I dati evidenziano una chiara tendenza alla crescita degli studenti di filosofia e di teologia presenti nei centri diocesani e religiosi:  nel mondo si è passati da quasi 110 mila candidati nel 2000 a oltre 117 mila nel 2008, con una variazione di +28, 6%. L'evoluzione è molto differente nei vari continenti. Se ci si riferisce all'anno di riferimento iniziale, si osserva che l'America al totale mondiale contribuiva per il 33%, l'Europa per il 24%, l'Asia per il 23% e l'Africa per il 18%. Otto anni più tardi il contributo americano è sceso al 31%, quello europeo al 18%, mentre l'Asia è salita a circa il 28% e l'Africa al 22%.

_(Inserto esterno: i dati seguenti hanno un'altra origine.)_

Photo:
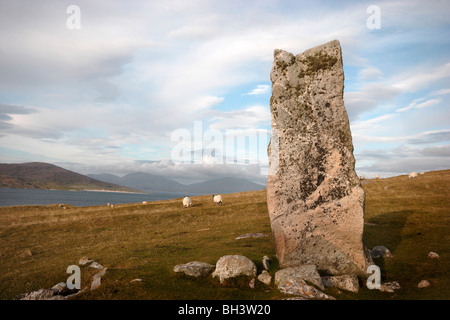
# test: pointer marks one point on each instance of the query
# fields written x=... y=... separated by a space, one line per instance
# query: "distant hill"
x=39 y=175
x=224 y=185
x=154 y=183
x=142 y=181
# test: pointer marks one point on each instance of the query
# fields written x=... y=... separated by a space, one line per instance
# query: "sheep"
x=412 y=175
x=217 y=199
x=187 y=202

Facendo riferimento al numero dei cattolici, la vitalità dell'Asia e dell'Africa vengono confermate, con circa 148 candidati per milione di fedeli in Africa e 263 in Asia. I valori europei (75) e americani (63) sono assai meno elevati. In rapporto a 100 sacerdoti, Africa e Asia confermano il loro primato con 72 e 61 candidati, rispettivamente, mentre più debole è la situazione europea:  soltanto 11 candidati ogni 100 sacerdoti (nel 2000 erano 13). A livello mondiale, comunque, si è passati grazie all'apporto di Asia e Africa, da circa 27 a poco meno di 29.